Bei in dem Kammerinnenraum eingeführten Aufzeichnungsträger legt sich die endlose Dichtung entlang der vier Ränder des Aufzeichnungsträgers an den Aufzeichnungsträger an, so dass die eigentliche Dichtfläche hierbei vom Aufzeichnungsträger selbst gebildet wird. Durch Verwendung einer solchen endlosen, entlang der vier Seiten des Aufzeichnungsträgers verlaufenden Dichtung entfallen Dichtungsprobleme, wie sie sich an den beiden Enden einer nur im Bereich des Einführungsspaltes vorgesehenen, streifenförmigen Dichtung ergeben würden.

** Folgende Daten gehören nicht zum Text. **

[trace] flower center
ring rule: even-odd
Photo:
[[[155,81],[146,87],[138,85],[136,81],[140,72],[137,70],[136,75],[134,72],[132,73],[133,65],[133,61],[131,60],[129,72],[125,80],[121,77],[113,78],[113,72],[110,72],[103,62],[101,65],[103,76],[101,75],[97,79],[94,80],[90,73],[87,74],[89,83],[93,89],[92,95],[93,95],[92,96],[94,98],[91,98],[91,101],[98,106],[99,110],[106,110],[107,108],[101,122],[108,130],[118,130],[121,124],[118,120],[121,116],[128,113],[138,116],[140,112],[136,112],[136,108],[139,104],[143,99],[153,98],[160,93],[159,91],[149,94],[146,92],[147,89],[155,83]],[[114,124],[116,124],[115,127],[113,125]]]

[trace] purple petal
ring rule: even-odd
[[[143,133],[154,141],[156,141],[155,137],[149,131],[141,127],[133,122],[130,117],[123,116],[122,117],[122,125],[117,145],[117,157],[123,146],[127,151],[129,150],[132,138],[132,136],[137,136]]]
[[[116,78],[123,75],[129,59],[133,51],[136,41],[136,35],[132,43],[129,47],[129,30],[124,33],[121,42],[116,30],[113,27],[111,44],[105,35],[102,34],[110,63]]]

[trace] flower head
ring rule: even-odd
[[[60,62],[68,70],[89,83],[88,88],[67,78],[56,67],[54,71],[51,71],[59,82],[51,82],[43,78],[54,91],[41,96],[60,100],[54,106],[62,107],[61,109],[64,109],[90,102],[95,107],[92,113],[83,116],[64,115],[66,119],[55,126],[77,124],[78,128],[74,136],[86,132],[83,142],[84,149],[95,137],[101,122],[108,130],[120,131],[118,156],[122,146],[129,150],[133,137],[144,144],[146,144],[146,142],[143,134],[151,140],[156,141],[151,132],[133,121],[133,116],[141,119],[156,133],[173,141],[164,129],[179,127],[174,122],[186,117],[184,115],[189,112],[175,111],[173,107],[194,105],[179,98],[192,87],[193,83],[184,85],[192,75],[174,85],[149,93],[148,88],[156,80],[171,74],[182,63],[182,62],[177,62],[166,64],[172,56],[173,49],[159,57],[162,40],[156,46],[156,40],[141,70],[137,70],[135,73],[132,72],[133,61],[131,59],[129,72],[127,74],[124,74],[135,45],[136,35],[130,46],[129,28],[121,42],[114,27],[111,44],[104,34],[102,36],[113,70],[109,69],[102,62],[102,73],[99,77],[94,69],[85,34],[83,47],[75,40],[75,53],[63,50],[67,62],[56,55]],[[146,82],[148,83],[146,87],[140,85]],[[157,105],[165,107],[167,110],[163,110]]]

Fertigungstechnisch vorteilhaft ist, wenn das endlose, aufblähbare Dichtungsteil als seitlich offener Hohlrahmen ausgebildet ist, dessen parallel zur Längskante verlaufende Randbereiche zwischen einem der Gehäuseteile und einem zwischen den beiden Gehäuseteilen liegenden Zwischenflansch eingeklemmt sind. Zwischen den Randbereichen des Hohlrahmens kann zweckmässigerweise gemäss einem weiteren Ausführungsbeispiel ein Rahmenblech eingelegt sein, welches an mindestens einer Stelle eine Ausnehmung zum Zu- und Abführen des fluiden Mediums in das schlauchförmige Innere des Dichtungsteiles aufweist.
Als fluides Medium können Flüssigkeiten verwendet werden, vorteilhafterweise in das fluide Medium jedoch gasförmig.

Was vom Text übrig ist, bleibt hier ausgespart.